A health economist’s job is to provide data to help decision-makers determine the best use of limited public resources. We assess and compare the costs and benefits of different interventions and then communicate the data to decision-makers. When policymakers make evidence-based decisions guided by health economic data, the country’s communities, economy, and health system benefit.
As health economists focused on economics of vaccines, we have seen this first-hand. While the data is rarely perfect, utilizing all available evidence to inform country decision-making on vaccine introduction has long-term benefits. Health economics can improve an immunization program’s reach, impact, and sustainability. Strong health systems depend on evidence-based decision-making. And this evidence depends on local researchers who are proactive and engaged in sharing their research.
As the African Health Economics and Policy Association (AfHEA) hosts its sixth Scientific Conference in Kigali, Rwanda, this week, we are grateful for the opportunity to share our economic analyses on typhoid in Malawi. We are encouraged by the wide variety of local economic research being shared. The conversations hosted by the conference will help inform how such evidence can strengthen local, national, and regional health systems in the African region.

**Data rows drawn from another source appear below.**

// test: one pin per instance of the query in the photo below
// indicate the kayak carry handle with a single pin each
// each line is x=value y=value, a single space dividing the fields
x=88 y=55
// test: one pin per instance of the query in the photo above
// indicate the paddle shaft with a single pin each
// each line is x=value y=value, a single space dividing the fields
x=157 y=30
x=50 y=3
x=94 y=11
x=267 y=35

Evidence-based TCV strategies: An example from Malawi
The Ministry of Health in Malawi, where a heavy burden of typhoid is increasingly resistant to treatment, has considered typhoid conjugate vaccine (TCV) introduction. Global analyses have already predicted that TCV introduction would be cost-effective in Malawi, but more country-specific data helps inform specific strategy decisions. The Typhoid Vaccine Acceleration Consortium (TyVAC), which includes PATH and the Malawi-Liverpool-Wellcome Trust, among other partners, worked with the MOH, Mzuzu Central Hospital, and the World Health Organization to conduct a cost of delivery analysis for TCVs in Malawi. TyVAC also conducted a cost of illness study to assess the economic burden associated with typhoid in Blantyre, Malawi.

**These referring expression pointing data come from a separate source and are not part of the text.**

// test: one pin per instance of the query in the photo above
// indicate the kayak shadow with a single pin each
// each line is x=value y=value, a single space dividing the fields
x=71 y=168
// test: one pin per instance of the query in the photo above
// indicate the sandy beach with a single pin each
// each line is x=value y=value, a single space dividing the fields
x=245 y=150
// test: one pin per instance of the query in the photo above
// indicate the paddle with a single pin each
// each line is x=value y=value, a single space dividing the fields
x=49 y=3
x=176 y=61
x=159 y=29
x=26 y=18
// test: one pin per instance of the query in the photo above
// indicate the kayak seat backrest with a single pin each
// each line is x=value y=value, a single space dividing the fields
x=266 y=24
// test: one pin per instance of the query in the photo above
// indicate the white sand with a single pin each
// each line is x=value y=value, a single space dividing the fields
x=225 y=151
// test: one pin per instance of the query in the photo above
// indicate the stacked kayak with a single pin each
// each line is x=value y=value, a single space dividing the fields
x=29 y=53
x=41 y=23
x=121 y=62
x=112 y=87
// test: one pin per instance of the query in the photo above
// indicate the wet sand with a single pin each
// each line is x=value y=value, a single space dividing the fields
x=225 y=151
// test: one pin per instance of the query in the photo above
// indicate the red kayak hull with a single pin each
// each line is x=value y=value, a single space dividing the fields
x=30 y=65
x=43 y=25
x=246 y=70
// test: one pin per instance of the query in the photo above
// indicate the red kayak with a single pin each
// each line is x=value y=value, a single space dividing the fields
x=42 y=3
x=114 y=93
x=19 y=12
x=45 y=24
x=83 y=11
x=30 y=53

Our goal for both studies was to help the MOH assess the full economic implications of TCV introduction in Malawi. Thankfully, the MOH made the decision to introduce TCV and is currently planning for an introductory campaign in late 2022.
We are presenting these findings at AfHEA in the hopes that the data will help inform other decision-makers in the African region as they assess the value and feasibility of TCV introduction in their countries. Other countries can use data from Malawi to inform their own decision-making or inspire similar studies in their countries.
Local economic data: a driver of equity and resilience in health systems
When available and disseminated, economic data can be a force for both equity and resilience. Health economic analyses can help inform how, where, and when to implement interventions to improve equity within and between countries. The impact is stronger when the data and analysis are conducted within a country by—or in partnership with—local health economists and other local stakeholders. While is it neither feasible nor necessary to have every locality conduct its own study, local data drives local decisions.
To foster more resilient and equitable health systems in African countries, we need to build local health economic capacity. We must also root our analyses in the context of country policymaking. Bringing together health economic stakeholders from the African region—as this conference is doing—is crucial to achieving such progress.
Photo (top): A pharmacist at the Malawi Liverpool Wellcome Trust Pharmacy prepares typhoid conjugate vaccine (TCV) for the efficacy trial in Malawi in 2018. Economic data in addition to this efficacy data will help inform Malawi’s TCV introduction strategy.